The Uzbek SNB has also become a topic of debate in Tajikistan. Local media have reported extensively on the recent imprisonment of two Uzbek citizens on charges of espionage.

The Tajik National Security Ministry says the two men were detained in January for crossing the Tajik border illegally. The ministry statement says the men had also attempted to distribute "anticonstitutional leaflets" at the behest of "foreign special services" in order to disrupt the February parliamentary elections in the Zafarobod District near the Uzbek border.

Tajik officials say several Uzbeks have been jailed over the past half year on charges of spying and "attempting to destabilize" Tajikistan. The prison terms reportedly vary from five to 25 years.

Authorities in Tashkent have refused to comment on the prison cases.

Khulkar Yusupov is an editor with the independent Varorud news agency. Speaking from the Tajik city of Khujand, he tells RFE/RL the Uzbek SNB has been active in the country for years -- but now seems to stepping up its work even more.

“The activity of the Uzbek special services strengthened after the Andijon events," Yusupov says. "I think they are searching for organizers [of the Andijon protests] who might be hiding here in Khujand or Isfara. It’s very easy to cross the border despite all the guards."

Yusupov says Tajik authorities and state-owned media seem to have changed their stance on the Uzbek SNB activity. The media used to report about spies from an unnamed "neighboring country." But the recent trials have brought the issue out in the open -- even at the risk of harming relations with Uzbekistan.

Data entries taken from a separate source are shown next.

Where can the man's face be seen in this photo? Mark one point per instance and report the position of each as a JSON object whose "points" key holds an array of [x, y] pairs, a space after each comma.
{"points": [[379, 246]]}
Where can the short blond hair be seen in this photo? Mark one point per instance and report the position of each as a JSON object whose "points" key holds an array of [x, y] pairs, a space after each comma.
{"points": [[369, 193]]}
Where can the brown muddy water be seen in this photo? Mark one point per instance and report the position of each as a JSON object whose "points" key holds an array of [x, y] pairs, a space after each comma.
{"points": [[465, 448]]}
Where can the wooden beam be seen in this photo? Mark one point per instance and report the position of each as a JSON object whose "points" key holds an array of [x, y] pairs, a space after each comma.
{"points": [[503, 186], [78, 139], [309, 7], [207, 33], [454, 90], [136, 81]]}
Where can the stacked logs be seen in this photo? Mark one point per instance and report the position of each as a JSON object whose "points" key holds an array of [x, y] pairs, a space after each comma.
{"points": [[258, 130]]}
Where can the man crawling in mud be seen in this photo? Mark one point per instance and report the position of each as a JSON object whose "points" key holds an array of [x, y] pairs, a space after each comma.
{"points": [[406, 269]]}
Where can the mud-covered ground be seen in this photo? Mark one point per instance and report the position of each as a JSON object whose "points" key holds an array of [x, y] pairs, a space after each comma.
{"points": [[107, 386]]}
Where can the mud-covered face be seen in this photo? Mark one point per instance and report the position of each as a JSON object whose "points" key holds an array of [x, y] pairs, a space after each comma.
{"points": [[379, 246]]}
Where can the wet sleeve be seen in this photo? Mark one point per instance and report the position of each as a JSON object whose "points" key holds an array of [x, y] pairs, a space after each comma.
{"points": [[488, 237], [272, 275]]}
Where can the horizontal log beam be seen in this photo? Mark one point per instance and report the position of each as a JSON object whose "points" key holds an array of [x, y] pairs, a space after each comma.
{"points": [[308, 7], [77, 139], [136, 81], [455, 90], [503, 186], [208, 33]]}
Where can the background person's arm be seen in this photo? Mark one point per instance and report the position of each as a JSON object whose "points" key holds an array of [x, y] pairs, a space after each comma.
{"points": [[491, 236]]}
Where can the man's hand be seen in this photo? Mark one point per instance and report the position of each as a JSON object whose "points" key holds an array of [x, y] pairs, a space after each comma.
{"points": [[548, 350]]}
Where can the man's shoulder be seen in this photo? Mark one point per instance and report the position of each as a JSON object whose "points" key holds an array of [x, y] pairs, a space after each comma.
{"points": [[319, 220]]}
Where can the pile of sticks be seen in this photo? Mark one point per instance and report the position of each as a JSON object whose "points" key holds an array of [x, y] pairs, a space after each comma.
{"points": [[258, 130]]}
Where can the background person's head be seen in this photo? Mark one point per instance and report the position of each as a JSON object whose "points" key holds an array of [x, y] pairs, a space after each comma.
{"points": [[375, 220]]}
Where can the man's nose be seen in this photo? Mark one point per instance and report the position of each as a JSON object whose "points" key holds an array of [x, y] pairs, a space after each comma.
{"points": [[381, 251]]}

Kyrgyzstan has yet to see similar trials. However, it may not be long before the situation changes there.

An analyst from a Kyrgyz government think tank tells RFE/RL on condition of anonymity that his team is preparing a report for the authorities recommending stronger measures to counter the activity of the Uzbek special services in Kyrgyzstan.

(RFE/RL Uzbek Service correspondents Elmurod Jusupaliev and Alisher Akhmedov contributed to this report from Osh and Khujand, respectively.)